Confluent Apache Kafka
This project expands on the original work from Chris Matta @ Confluen (https://github.com/cjmatta). It encompasses Terraform and Ansible automation to set up Kafka and monitoring tools.
Prerequisites
- Python 3
- Ansible 2.9
- Terraform v0.13
- CentOS / RHEL 7.6 or above
Orchestration System
This is the linux system used to invoke Terraform and Ansible in order to create the test environment.
Orchestration System Setup
-
Install requirements.
# Centos 8 sudo yum -y install python3 python3-pip git wget unzip libselinux-python3
-
Install Terraform according to the instructions here
# Download terraform package # Note. The scripts are using features only available in version 0.13+ TERRAFORM_VERSION=0.13.3 # wget the binary wget https://releases.hashicorp.com/terraform/$TERRAFORM_VERSION/terraform_$TERRAFORM_VERSION_linux_amd64.zip # Extract unzip terraform_$TERRAFORM_VERSION_linux_amd64.zip # Install sudo mv ./terraform /usr/bin/
-
Clone git repository
cd ~ git clone https://github.com/cleeistaken/automation-kafka.git cd automation-cockroach
-
Create a Python virtual environment.
# Create virtual environment python3 -m venv $HOME/.python3-venv # Activate the virtual environment source $HOME/.python3-venv/bin/activate # (optional) Add VENV to login script echo "source $HOME/.python3-venv/bin/activate" >> $HOME/.bashrc
-
Install required python packages.
pip install --upgrade pip pip install --upgrade setuptools pip install -r python-requirements.txt
VM Template
We create a template to address the following requirements and limitations.

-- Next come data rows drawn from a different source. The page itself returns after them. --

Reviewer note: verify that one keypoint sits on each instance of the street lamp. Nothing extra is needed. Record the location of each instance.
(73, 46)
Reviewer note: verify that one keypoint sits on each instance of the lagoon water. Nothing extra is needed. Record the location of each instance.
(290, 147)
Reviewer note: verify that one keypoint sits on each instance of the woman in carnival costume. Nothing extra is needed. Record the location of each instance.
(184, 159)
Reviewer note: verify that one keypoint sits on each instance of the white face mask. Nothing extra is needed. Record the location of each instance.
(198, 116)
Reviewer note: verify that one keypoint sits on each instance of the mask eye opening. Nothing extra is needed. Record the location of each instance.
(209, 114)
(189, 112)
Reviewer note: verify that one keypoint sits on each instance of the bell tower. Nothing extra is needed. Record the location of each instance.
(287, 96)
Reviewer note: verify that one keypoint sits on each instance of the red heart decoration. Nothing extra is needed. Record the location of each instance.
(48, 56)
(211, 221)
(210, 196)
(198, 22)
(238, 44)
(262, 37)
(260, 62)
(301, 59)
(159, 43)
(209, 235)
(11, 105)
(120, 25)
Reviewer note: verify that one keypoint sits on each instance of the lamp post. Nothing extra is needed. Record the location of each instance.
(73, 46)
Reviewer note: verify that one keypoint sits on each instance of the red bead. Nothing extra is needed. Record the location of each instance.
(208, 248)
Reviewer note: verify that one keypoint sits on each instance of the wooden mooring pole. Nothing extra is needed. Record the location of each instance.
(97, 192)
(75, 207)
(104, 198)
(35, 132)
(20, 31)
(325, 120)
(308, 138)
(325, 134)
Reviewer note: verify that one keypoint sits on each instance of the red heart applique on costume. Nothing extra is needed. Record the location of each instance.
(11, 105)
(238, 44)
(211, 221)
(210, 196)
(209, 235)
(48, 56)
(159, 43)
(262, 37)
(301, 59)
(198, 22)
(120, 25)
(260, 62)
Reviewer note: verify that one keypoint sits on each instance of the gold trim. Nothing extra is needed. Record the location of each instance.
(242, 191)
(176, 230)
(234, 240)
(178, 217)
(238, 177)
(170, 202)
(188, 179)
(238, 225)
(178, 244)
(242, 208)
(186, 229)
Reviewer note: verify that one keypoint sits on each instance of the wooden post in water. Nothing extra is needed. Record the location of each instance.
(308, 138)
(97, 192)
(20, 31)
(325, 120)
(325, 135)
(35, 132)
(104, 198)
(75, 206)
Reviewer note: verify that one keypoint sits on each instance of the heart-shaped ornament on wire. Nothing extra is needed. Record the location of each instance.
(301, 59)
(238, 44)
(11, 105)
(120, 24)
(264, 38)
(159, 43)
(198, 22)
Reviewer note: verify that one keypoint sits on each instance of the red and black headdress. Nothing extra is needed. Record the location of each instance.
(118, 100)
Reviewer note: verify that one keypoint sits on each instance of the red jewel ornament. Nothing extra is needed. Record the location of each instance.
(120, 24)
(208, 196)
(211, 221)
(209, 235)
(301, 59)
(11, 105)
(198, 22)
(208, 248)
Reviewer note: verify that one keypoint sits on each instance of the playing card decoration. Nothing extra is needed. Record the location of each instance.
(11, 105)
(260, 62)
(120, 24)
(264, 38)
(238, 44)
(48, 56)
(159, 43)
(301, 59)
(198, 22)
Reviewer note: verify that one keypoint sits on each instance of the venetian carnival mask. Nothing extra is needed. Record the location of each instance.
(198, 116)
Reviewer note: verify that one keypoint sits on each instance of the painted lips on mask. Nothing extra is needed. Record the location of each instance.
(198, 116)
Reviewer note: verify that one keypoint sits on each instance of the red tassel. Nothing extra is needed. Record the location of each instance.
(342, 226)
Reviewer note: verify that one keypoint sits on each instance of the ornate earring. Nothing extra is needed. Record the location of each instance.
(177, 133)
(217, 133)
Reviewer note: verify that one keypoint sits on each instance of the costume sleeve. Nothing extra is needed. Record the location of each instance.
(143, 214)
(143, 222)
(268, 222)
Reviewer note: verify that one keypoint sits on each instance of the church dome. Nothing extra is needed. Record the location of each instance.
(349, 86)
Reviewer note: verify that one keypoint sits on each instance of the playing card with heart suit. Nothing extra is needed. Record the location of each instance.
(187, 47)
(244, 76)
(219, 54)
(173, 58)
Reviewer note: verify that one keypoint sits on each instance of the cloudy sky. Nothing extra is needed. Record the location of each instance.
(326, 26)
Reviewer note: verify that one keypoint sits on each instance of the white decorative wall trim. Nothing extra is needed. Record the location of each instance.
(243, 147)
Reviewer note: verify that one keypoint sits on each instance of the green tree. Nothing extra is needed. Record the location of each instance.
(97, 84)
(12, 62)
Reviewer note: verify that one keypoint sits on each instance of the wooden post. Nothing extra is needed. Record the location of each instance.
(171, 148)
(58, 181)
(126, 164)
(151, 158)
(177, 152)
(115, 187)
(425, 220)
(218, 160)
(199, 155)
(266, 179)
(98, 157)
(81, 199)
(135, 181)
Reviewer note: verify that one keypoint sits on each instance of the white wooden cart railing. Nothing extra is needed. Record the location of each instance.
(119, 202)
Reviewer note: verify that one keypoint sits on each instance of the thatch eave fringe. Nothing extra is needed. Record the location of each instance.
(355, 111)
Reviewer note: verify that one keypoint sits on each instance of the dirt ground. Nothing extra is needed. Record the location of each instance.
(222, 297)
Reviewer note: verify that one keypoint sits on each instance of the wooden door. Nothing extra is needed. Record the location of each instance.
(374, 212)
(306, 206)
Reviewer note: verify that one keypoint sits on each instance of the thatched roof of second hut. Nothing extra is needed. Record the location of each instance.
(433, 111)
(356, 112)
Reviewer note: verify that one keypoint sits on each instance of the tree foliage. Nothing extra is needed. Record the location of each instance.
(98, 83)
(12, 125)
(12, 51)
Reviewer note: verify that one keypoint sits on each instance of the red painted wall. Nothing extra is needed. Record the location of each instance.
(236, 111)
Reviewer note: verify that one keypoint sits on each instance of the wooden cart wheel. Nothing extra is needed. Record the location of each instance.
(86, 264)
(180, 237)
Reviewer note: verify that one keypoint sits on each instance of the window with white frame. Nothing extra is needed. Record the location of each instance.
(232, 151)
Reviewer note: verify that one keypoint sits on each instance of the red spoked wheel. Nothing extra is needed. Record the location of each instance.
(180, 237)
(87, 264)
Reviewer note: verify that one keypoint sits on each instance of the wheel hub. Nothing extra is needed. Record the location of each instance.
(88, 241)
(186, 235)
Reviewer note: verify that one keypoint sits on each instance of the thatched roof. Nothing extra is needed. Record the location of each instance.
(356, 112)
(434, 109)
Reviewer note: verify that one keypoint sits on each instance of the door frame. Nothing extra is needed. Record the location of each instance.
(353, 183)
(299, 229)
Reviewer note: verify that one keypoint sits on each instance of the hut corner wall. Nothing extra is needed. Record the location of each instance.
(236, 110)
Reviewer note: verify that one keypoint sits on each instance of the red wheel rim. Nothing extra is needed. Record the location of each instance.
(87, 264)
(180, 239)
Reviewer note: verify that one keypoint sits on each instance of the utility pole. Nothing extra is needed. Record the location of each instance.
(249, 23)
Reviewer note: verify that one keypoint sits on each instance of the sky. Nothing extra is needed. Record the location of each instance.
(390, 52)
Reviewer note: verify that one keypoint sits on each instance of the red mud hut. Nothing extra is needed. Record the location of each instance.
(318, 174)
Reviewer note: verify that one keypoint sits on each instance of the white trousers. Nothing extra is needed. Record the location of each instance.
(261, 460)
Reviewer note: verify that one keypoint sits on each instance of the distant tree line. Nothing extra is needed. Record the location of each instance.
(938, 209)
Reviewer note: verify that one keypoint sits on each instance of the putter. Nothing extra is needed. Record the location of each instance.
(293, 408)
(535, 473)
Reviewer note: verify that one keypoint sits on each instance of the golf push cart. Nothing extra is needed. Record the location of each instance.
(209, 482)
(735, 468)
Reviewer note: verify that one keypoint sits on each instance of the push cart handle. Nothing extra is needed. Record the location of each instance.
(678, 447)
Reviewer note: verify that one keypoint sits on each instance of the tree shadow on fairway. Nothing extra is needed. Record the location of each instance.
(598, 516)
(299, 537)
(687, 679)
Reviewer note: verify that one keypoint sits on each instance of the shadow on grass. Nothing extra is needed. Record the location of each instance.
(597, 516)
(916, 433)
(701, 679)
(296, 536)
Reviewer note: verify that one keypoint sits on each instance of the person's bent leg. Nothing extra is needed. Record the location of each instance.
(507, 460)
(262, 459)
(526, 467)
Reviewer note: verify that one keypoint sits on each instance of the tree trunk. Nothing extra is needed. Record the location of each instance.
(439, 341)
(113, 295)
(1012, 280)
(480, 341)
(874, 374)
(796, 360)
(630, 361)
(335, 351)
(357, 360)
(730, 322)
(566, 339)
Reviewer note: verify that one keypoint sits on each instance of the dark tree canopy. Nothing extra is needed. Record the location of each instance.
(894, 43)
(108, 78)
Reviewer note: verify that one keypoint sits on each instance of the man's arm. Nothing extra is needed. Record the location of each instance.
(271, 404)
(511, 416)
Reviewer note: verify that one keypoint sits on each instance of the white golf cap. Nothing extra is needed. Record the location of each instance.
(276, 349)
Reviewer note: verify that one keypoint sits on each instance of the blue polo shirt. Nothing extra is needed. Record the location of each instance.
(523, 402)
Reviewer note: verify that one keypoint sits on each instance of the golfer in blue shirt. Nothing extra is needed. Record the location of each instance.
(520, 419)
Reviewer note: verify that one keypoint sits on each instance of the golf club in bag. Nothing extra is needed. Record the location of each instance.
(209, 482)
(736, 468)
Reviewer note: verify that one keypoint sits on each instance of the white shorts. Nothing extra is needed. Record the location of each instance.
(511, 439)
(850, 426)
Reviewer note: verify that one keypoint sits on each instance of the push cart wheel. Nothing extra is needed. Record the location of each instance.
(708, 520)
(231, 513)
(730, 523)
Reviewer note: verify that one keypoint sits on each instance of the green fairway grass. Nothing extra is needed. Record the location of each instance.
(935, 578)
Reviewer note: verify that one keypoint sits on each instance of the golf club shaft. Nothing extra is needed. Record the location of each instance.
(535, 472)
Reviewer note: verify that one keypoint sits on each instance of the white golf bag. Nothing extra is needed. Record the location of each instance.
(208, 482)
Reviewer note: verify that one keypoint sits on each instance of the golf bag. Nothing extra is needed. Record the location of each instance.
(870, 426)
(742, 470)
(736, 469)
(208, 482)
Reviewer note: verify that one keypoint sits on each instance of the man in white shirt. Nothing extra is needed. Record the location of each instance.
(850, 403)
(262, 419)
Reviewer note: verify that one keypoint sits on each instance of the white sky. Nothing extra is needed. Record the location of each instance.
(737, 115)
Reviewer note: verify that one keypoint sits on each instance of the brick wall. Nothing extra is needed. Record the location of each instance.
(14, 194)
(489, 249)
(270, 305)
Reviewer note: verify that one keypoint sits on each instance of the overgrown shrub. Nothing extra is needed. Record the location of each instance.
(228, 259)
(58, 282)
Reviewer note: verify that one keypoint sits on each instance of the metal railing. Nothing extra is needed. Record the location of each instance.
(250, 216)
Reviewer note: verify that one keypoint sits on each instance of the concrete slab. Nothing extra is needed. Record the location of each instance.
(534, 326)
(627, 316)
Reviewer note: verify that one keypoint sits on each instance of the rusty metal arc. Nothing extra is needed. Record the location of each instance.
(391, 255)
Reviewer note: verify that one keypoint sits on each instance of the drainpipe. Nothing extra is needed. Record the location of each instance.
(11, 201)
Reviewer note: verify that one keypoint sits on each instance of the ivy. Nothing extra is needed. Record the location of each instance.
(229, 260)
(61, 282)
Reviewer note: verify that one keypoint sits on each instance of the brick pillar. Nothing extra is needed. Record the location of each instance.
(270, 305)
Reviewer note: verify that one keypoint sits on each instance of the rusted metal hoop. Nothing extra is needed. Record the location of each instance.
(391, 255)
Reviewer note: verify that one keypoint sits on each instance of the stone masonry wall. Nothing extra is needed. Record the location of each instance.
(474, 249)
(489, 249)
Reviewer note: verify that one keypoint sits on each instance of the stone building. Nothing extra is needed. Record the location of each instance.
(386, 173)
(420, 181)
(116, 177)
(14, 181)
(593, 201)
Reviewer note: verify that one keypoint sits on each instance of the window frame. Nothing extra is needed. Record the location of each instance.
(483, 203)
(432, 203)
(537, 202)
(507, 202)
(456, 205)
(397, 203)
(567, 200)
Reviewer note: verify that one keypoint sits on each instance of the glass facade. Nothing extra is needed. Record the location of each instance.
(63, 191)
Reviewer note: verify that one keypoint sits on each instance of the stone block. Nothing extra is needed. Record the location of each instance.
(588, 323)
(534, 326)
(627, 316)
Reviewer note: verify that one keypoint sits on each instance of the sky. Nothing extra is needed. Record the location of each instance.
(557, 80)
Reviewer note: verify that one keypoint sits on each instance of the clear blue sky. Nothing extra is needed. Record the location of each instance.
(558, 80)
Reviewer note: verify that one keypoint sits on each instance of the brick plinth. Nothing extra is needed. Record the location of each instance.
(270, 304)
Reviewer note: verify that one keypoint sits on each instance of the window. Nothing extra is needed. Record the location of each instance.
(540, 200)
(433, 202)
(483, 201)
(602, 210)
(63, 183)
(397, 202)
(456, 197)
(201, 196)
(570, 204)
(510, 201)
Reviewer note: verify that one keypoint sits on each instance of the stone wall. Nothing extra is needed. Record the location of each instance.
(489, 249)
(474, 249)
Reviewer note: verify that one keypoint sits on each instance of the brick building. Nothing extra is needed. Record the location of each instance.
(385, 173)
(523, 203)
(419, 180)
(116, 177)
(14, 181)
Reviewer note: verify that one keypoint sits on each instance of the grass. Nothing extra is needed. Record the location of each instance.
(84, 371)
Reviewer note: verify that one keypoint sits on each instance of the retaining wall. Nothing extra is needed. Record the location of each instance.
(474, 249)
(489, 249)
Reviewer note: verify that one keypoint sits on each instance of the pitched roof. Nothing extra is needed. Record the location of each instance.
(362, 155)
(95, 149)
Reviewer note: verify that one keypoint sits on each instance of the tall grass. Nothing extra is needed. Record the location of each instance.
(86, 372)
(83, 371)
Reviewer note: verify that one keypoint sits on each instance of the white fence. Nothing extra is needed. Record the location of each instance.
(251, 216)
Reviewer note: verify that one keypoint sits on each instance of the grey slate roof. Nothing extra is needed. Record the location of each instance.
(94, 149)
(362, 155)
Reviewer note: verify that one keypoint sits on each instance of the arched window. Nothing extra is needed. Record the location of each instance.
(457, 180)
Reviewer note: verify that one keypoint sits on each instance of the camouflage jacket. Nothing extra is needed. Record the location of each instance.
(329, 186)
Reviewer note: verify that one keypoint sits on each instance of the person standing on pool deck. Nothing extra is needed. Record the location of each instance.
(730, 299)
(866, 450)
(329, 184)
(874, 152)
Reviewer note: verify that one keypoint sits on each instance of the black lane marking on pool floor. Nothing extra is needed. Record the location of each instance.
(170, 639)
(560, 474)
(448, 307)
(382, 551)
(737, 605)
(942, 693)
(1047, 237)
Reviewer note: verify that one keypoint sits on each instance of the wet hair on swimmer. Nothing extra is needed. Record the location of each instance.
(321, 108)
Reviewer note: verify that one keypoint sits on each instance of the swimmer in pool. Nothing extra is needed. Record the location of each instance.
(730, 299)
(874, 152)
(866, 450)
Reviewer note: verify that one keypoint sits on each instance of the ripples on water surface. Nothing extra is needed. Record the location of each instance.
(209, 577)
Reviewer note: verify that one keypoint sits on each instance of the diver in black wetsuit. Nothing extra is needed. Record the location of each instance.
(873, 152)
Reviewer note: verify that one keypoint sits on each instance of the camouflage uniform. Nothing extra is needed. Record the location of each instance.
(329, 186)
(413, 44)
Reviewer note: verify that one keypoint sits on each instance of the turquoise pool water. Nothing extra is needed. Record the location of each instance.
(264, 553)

- Need a user account and SSH key for Ansible.
VM Template Setup
-
Create a Linux VM with a supported distribution and version
-
Install the required packages for the Terraform customization.
sudo yum install open-vm-tools perl
-
From the orchestration system create and upload a ssh key to the template VM.
# Check and create a key if none exits if [ ! -f ~/.ssh/id_rsa ]; then ssh-keygen -b 2048 -t rsa -f ~/.ssh/id_rsa -q -N "" fi # Copy to the template VM ssh-copy-id confluent@<ip of the vm>
-
In vSphere convert the VM to a template to prevent any changes.
Terraform
The terraform folder contains a few files:
-
main.tf
: this is the main definition of the environment -
variables.tf
: this is the variables definition file -
teraform.tfvars
: this is the file where environment specific settings are made
Alter terraform.tfvars
to include specific information about the vsphere environment, and the Confluent Platform environment you'd like to build.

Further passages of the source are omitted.